Hong Kong’s Securities and Futures Commission (SFC) is gearing up to issue additional licenses to crypto exchanges and digital asset firms before the year ends. The move is part of a broader strategy to regulate the region’s rapidly growing crypto sector.
SFC Expects Progress in Licensing Pending Crypto Firms
SFC CEO Julia Leung announced on October 6 that the agency aims to advance the licensing process for 11 Virtual Asset Trading Platforms (VATPs) currently awaiting approval. According to local media outlet HK01, these platforms are part of a list of potential licensees under review. Leung highlighted that the SFC would issue these licenses in “batches” to ensure a smoother compliance process for these crypto exchanges.
Currently, 16 companies are awaiting VATP license decisions, with 11 already operating under a “deemed to be licensed” status. Despite their operation, the SFC advises traders to proceed cautiously with these firms until they receive full licensing approval.
Leung mentioned that the SFC has completed its initial round of on-site inspections for these firms. She assured that compliant platforms would likely receive their licenses, while those failing to meet the SFC’s standards could expect their licensing applications to be rejected.
SFC’s Roadmap and Regulatory Developments
The SFC’s update came alongside the release of its roadmap for 2024 to 2026, which outlines plans to enhance crypto regulations, promote the tokenization of Real World Assets (RWA), and further explore blockchain technology adoption.
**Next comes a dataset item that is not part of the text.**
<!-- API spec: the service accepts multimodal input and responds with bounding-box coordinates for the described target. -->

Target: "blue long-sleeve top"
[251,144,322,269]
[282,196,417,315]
Leung expects the overall regulatory framework for crypto assets to be finalized by the end of 2024.
Current Limitations and Recent Licensing Updates
At present, Hong Kong retail investors are only allowed to trade four specific cryptocurrencies. The slow pace of regulatory updates has drawn criticism, especially as Hong Kong aspires to become a global hub for cryptocurrency and financial technology. However, the SFC is making efforts to streamline regulations to accommodate this goal.
Recently, the SFC approved HKVAX as the third licensed crypto exchange in Hong Kong. The other two, OSL and HashKey, received their licenses in 2020 and 2023, respectively. The new approvals aim to bring more digital asset platforms into compliance with local regulations.
Response to the JPEX Scandal and Strengthening of Regulations
Hong Kong’s intensified focus on licensing and regulation follows the $165 million scandal involving the now-defunct Dubai-based exchange JPEX in 2023. Over 2,500 Hong Kong residents claim they were defrauded by JPEX, which heavily promoted its services in the region before hiking withdrawal fees and blocking users from accessing funds in September.
In response, Hong Kong committed to strengthening its regulatory framework and cracking down on unlicensed crypto firms. The SFC has since launched a task force in collaboration with local police to monitor illegal crypto activities and updated its policies regarding crypto sales and requirements.